Abstract
Background
Pseudomonas aeruginosa (P.aeruginosa) is a leading nosocomial gram-negative pathogen associated with prolonged hospitalization, morbidity and mortality. Limited data exist regarding P.aeruginosa infection and outcome in patients managed in intensive care units (ICUs). We aimed to determine the risk factors, antimicrobial susceptibility pattern and patient outcomes of P.aeruginosa infection.
Methods
In this matched case-control study, all P.aeruginosa infections that occurred >48 hours after hospital admission between January 31st 2016 and December 31st 2018 at ICUs affiliated with King Abdulaziz Medical City, Riyadh were included. P.aeruginosa bacilli was confirmed using API 20E test and antimicrobial susceptibility using disk diffusion or Epsilometer test.
Results
The study included 90 cases and 90 controls.
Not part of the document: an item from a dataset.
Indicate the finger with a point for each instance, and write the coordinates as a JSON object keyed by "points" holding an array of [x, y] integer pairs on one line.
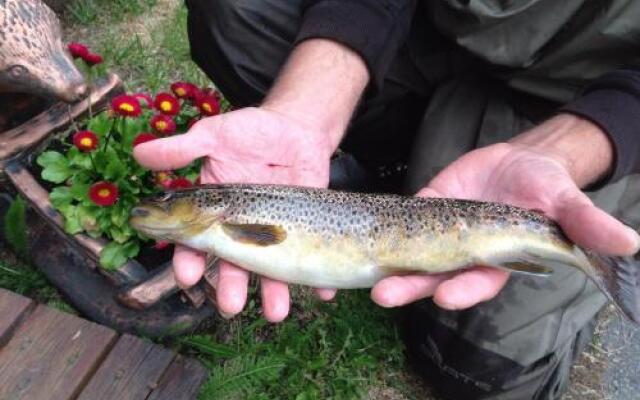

Compared with controls, cases had significantly higher mean ICU stay days, proportions of patients with previous history of antimicrobial therapy, coronary artery disease, malignancy, hemodialysis, previous surgery, use of central line, urethral catheterization, nasogastric tube, and tracheostomy. In a multivariate conditional logistic regression analysis, factors independently associated with P.aeruginosa infection were ICU duration [Odds Ratio (OR)=9.05,95%CI 2.53-32.27, p=.001], previous surgery (OR=7.33,95%CI 1.66-32.36,p=.009), tracheostomy (OR=11.13,95%CI 1.05-118.59,p=.046), urethral catheterization (OR=7.38,95%CI 1.21-45.11,p=.030) and aminoglycoside drug class (OR=10.59,95%CI 1.14-98.13,p=.038). Of antimicrobial drugs used, highest proportion of resistance was calculated for patients receiving tigecycline (93.3%). Mortality was high in both groups but did not differ significantly: 54(60%) cases and 51(56.7%) controls; p=.650.
Conclusions:
The study identifies several modifiable factors associated with P.aeruginosa infection in ICUs. These factors are of paramount relevance for case identification, control measures, and optimal treatment strategies of P.aeruginosa infection in ICUs.